Ophelia laughs. ‘Does your father know you were out running errands looking like this?’

‘To be fair, I’d already delivered the messages when I fell in the puddle.’ Morgan straightens, and focusses on her. ‘Speaking of my father — you’ve been with him, haven’t you?’

Her jaw tenses. ‘How can you tell?’

‘He leaves an impression.’

He doesn’t know how right he is. She can still feel Tristram’s fingers digging into her arm. And she would never tell Morgan that Tristram has left an impression on him, too. In moments like this, when Morgan’s dark eyes narrow, and his jaw clenches — when the full lips tighten, and the loose smile disappears — he is Tristram’s son.

Ophelia looks away. ‘I’ve been running errands, too.’

There’s a pause, and she wonders if he knows. She so badly wants to talk to him, not just about Tristram but about everything, all the things they used to talk about that have vanished in recent years. She wants to be tucked in next to him in one of their childhood hiding spots, telling stories, telling secrets. She knows it’s impossible, and her meal suddenly feels heavy in her stomach.

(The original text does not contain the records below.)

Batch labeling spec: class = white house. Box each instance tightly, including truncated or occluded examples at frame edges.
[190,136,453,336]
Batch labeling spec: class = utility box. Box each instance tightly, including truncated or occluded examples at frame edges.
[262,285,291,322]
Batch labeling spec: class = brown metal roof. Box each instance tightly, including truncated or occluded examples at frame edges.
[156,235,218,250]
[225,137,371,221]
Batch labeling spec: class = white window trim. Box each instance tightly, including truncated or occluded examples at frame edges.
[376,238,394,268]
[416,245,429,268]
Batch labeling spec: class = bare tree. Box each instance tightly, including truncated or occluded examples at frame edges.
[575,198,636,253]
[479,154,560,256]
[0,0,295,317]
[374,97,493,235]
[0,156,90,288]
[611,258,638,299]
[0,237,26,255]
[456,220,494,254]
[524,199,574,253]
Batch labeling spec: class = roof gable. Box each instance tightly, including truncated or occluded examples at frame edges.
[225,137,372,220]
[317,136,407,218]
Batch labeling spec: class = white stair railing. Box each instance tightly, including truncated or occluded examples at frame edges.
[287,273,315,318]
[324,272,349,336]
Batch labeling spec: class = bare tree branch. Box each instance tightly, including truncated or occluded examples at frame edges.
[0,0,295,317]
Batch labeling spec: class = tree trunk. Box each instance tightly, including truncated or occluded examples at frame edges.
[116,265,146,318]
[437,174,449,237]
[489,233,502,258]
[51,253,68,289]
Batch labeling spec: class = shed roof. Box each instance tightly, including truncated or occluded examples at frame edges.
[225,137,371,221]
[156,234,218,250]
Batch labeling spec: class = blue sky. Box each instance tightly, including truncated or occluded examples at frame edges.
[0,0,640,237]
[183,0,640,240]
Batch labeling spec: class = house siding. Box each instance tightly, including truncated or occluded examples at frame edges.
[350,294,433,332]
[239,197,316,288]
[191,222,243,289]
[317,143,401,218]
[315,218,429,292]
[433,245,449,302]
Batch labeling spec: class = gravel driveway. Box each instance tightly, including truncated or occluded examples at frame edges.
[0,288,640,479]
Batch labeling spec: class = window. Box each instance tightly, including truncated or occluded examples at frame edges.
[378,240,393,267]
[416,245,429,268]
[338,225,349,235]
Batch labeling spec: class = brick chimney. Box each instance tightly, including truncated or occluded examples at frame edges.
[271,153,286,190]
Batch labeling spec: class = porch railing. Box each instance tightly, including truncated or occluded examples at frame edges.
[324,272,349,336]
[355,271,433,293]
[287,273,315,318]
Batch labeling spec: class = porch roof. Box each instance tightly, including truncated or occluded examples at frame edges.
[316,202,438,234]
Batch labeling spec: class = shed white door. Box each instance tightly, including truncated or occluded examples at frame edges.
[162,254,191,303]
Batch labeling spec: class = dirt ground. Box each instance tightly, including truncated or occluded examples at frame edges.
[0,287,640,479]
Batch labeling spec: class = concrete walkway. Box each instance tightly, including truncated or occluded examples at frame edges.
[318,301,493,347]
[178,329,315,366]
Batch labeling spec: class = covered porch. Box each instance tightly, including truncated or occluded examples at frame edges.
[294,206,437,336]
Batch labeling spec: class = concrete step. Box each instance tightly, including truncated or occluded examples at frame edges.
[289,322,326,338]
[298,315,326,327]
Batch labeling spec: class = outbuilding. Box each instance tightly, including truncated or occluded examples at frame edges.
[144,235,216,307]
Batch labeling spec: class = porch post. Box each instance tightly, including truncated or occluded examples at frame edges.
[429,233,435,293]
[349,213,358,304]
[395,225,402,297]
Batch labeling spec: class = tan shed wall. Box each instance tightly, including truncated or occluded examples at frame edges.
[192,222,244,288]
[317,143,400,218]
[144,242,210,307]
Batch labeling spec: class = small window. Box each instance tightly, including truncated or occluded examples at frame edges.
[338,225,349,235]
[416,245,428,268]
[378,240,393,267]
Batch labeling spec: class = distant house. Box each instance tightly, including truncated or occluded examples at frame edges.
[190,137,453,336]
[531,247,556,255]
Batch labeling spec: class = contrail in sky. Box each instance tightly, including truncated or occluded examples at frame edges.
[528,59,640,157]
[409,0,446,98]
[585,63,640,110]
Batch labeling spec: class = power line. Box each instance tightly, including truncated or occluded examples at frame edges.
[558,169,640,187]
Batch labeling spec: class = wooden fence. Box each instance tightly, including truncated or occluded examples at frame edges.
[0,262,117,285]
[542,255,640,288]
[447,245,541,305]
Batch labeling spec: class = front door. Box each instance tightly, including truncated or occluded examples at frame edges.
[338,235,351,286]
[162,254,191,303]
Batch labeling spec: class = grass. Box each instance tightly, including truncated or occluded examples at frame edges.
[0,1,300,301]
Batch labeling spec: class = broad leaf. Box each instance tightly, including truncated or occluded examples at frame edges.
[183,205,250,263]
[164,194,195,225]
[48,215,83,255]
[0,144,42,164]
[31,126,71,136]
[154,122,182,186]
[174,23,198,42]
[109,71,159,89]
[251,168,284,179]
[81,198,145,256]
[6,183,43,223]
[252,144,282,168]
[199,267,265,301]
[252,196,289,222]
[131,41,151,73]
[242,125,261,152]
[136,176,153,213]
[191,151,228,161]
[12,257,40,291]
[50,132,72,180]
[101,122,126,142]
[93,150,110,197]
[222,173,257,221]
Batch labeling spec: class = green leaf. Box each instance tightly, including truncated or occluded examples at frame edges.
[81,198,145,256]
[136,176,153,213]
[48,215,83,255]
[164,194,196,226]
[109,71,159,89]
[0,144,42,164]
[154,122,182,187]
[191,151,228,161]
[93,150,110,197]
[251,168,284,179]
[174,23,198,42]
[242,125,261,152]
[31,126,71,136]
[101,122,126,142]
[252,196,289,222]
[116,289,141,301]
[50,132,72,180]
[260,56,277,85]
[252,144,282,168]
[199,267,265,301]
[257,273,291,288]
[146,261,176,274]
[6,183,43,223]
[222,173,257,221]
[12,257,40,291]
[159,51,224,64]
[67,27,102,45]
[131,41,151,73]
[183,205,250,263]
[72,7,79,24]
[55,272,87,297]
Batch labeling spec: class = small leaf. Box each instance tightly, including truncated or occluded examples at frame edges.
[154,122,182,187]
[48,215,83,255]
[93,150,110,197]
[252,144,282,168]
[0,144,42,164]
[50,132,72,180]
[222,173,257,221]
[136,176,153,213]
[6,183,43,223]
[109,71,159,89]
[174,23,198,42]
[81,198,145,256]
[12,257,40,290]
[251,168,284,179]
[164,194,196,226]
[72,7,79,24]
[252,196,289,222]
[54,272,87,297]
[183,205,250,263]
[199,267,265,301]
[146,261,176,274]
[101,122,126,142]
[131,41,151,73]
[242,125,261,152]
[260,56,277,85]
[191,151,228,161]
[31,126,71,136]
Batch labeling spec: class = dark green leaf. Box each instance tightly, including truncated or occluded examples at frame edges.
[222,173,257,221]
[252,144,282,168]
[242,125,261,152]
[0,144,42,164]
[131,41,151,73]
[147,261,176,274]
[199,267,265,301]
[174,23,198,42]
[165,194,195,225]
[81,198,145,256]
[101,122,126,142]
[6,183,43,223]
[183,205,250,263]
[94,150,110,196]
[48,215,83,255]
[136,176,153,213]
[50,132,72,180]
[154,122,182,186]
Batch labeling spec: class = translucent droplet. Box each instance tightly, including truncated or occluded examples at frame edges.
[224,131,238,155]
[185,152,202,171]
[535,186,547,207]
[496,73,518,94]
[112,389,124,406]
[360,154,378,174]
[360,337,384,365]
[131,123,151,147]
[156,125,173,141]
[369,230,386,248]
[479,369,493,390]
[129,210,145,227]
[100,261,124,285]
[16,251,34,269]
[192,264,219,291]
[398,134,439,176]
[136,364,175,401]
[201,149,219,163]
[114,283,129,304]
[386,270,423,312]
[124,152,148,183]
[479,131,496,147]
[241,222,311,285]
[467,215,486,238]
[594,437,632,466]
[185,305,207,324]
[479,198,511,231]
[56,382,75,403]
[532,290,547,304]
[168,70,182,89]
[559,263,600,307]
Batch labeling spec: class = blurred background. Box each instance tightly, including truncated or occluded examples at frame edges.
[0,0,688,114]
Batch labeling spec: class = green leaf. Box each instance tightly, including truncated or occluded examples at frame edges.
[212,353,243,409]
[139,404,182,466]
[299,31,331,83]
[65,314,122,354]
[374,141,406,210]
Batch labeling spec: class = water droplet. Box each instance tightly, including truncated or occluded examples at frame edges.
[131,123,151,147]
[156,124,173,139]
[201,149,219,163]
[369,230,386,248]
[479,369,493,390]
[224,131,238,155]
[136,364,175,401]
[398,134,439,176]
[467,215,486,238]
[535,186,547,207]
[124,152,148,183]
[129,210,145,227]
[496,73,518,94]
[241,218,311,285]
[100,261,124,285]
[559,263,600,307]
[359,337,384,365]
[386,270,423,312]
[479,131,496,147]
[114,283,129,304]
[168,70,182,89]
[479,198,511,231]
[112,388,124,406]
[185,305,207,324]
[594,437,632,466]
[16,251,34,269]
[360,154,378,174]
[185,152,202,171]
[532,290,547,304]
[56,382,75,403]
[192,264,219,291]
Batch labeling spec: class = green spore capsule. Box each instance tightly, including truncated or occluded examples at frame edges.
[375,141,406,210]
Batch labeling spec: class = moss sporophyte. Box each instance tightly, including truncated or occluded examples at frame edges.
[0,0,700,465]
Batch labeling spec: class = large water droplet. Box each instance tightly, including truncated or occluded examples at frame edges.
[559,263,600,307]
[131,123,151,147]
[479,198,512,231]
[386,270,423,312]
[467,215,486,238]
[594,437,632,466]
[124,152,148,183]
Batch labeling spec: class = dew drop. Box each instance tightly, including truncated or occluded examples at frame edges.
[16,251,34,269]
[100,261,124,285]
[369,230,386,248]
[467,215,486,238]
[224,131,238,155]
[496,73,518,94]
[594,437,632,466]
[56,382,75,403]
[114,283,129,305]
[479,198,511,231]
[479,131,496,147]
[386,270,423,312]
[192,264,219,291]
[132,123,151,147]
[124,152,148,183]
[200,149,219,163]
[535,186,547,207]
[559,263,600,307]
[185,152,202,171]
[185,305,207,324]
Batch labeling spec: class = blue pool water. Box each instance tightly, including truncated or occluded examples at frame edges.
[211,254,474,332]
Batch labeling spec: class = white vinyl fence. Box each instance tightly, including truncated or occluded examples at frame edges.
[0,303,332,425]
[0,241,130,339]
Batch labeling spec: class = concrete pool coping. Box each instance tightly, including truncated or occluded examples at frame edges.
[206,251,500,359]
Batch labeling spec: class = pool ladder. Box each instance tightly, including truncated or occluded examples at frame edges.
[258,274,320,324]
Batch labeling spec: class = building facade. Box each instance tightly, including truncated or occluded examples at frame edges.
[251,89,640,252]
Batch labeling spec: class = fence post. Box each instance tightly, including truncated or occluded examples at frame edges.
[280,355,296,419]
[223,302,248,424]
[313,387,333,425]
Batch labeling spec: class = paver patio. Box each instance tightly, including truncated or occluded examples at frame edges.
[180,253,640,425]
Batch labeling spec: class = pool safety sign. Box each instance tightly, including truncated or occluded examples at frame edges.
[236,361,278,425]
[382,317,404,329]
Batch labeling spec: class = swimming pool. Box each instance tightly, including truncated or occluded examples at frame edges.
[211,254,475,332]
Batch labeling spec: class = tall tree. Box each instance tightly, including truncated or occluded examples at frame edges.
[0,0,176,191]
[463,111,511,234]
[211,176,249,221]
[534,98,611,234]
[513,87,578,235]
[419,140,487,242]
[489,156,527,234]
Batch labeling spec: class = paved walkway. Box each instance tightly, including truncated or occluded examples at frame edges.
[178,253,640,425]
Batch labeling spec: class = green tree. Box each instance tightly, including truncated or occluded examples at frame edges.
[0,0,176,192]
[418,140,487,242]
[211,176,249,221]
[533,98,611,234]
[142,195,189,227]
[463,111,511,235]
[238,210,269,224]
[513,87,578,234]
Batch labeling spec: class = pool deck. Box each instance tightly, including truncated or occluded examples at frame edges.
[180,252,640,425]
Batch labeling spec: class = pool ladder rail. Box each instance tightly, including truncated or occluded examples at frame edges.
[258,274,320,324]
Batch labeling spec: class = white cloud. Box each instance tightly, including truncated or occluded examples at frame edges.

She pushes her bowl away.

Then Morgan says, ‘What word describes Caleb?’

She smiles, relieved. ‘Lazy?’

‘Well, that’s a given.’ Morgan nudges Caleb with his foot. ‘You’re indolent, aren’t you?’

Ophelia rolls the word around silently in her mouth. Indolent reminds her of insouciant, both giving her the sense of relaxation, of being slack in body and mind.

‘I think he’s loafing,’ Morgan says. ‘He is, in fact, a loaf.’

She grins. ‘Like bread?’

‘Exactly like bread.’ Morgan raises his chin, sniffs the air. ‘Except bread smells far better.’

She laughs, and it lifts her up, but only for a moment. They’re both almost thirty now, and for most of the past decade she has kept things from him, things he would never forgive if he knew about them. She has never lied to Morgan, because he has no idea about Tristram and what she does for him, and so he would never know what to ask.

But he must know something. He must know that she does things for Tristram that she’s not meant to do. That she contacts Siobhan whenever Tristram wants, for whatever petty reason, just so Tristram can maintain his hold over the wraith.

Then again, if Morgan knew, if he had even the slightest suspicion about what she does with Tristram, he wouldn’t be here with her now, talking and laughing. He wouldn’t be making sure there was food left for her at the end of a long and gruelling day. If he knew the truth — that for all these years she’s been bringing Morgan’s mother back from the Otherworld against her will — he’d never speak to her again.